Question: Does my logistic regression loose accuracy because of regime shift or lack of sufficiently varied data?

In [1]:
import os
os.chdir('../src')
In [3]:
import numpy as np
import pandas as pd
from sklearn import svm, model_selection, linear_model, preprocessing, metrics
import matplotlib.pyplot as plt
from matplotlib import colors
import seaborn as sns
In [4]:
df = pd.read_hdf('../data/features/technical.h5')
---------------------------------------------------------------------------
FileNotFoundError                         Traceback (most recent call last)
<ipython-input-4-332ade095a81> in <module>
----> 1 df = pd.read_hdf('../data/features/technical.h5')
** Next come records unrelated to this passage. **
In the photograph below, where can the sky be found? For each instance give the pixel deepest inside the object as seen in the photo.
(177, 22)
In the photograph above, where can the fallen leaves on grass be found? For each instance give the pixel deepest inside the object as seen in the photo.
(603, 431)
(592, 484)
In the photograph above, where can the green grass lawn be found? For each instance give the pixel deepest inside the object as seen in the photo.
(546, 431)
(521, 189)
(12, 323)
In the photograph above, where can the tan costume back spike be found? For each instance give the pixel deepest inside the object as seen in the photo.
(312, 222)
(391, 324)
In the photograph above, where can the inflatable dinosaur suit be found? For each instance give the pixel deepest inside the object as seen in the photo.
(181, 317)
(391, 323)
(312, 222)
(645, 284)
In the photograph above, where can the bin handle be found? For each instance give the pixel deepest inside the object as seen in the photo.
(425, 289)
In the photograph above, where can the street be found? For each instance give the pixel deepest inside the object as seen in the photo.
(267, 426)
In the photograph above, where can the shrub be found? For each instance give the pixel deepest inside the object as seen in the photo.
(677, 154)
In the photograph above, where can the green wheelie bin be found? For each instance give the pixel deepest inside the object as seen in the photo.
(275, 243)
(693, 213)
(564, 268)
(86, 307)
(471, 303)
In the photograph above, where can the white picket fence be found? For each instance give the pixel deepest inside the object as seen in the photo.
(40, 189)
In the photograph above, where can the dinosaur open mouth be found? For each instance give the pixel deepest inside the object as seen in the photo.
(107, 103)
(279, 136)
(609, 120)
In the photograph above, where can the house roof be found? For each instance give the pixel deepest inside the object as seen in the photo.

~/.conda/envs/crypto/lib/python3.7/site-packages/pandas/io/pytables.py in read_hdf(path_or_buf, key, mode, **kwargs)
    364         if not exists:
    365             raise compat.FileNotFoundError(
--> 366                 'File {path} does not exist'.format(path=path_or_buf))
    367 
    368         store = HDFStore(path_or_buf, mode=mode, **kwargs)

FileNotFoundError: File ../data/features/technical.h5 does not exist
In [17]:
scaler = preprocessing.StandardScaler()
x = df.drop(['target', 'SQZMI'], axis=1)
x = scaler.fit_transform(x)
x = np.hstack([x, np.expand_dims(df.SQZMI, axis=1)])

# ^ this affects our keynames
keynames = df.keys().drop(['target', 'SQZMI']).tolist()
keynames.append('SQZMI')
In [36]:
def score_logistic(n):
    model = linear_model.LogisticRegression(solver='liblinear')
    model.fit(x[40000:45000], df.target[40000:45000])
    print(n, model.score(x[40000-n:40000], df.target[40000-n:40000]))
In [ ]:
for n in [40000, 20000, 10000, 5000, 2500, 2000, 1500, 1250, 500, 700, 250, 125, 70, 50, 25, 10, 5, 1]:
    score_logistic(n)
In [39]:
linear_model.LogisticRegression(solver='liblinear')
Out[39]:
LogisticRegression(C=1.0, class_weight=None, dual=False, fit_intercept=True,
          intercept_scaling=1, max_iter=100, multi_class='warn',
          n_jobs=None, penalty='l2', random_state=None, solver='liblinear',
          tol=0.0001, verbose=0, warm_start=False)

This is fucking insane. The accuracy is highly sensitive on the time window. The optimal training set is probably highly dependent on the window.